The one constant I've observed, in 27 years as an on-again, off-again political reporter, is that Republicans return reporters' calls and Democrats don't. To a great extent, this is what got Scooter Libby into trouble, calling back The New York Times's Judy Miller and Time's Matt Cooper. Libby is a superb example of the much-vaunted Republican Party message discipline-he's got tenacious follow-through. He's one of the people who helped give the Bush administration its reputation-intact as recently as 24 months ago-as the most masterful iteration of Republican media management, a leviathan of political marketing.

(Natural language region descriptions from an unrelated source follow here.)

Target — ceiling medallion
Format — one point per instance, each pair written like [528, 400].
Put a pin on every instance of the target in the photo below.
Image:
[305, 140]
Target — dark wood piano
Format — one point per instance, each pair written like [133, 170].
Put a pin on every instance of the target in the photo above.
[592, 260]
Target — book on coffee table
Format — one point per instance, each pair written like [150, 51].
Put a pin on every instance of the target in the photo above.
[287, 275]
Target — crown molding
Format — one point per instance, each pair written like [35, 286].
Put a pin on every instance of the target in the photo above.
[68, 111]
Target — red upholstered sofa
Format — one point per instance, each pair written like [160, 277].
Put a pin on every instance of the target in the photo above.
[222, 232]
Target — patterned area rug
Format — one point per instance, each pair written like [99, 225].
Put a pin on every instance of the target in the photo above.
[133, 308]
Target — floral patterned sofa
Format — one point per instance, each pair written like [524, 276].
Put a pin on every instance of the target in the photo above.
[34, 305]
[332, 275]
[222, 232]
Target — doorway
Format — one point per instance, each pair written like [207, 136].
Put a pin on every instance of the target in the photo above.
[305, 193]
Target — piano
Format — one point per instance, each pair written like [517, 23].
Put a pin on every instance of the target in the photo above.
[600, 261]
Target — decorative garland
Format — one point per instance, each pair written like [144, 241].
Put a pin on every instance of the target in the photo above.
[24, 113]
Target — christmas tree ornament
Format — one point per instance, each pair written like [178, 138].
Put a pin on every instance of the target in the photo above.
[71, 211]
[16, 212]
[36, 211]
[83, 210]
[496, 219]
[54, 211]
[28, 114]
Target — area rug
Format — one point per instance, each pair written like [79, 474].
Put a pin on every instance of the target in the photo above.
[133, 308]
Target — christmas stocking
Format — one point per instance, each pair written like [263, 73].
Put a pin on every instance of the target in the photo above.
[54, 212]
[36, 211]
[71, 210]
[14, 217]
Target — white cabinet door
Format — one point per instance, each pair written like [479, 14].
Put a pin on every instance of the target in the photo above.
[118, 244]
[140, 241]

But good marketing depends on maintaining an illusion-we admire an efficient and top-notch communications operation but are shocked, shocked at the idea of cynical manipulation-and the Libby trial turned into a remarkable, practically voyeuristic peeling back of the layers of the Bush administration's public-relations tradecraft. The dubious byways of this White House were found not by that hoary Watergate-era investigative technique of following the money but by the more media-savvy method of following the talking points. In their composition and editing (and in the chicken-scratch notes in the margins) and ultimate distribution in press releases and distillation in speeches and the prepared responses of various administration spokespeople, we were able to see the particulars of the big lie, which got us into Iraq, as well as the much smaller ones.
That the trial was so fruitful and revelatory was quite a surprise. It rather looked like all the big enchiladas had gotten away with the outing of C.I.A. agent Valerie Plame, wife of former ambassador Joe Wilson, who, after being sent on a fact-finding mission to Niger, climbed on a soapbox and announced that a central element of the case for war was fraudulent. In the end, all the prosecutor had gotten-and only for the Martha Stewart breach of legal etiquette of trying not to get caught for a crime that seems not to have been committed-was the vice president's factotum. Only Scooter.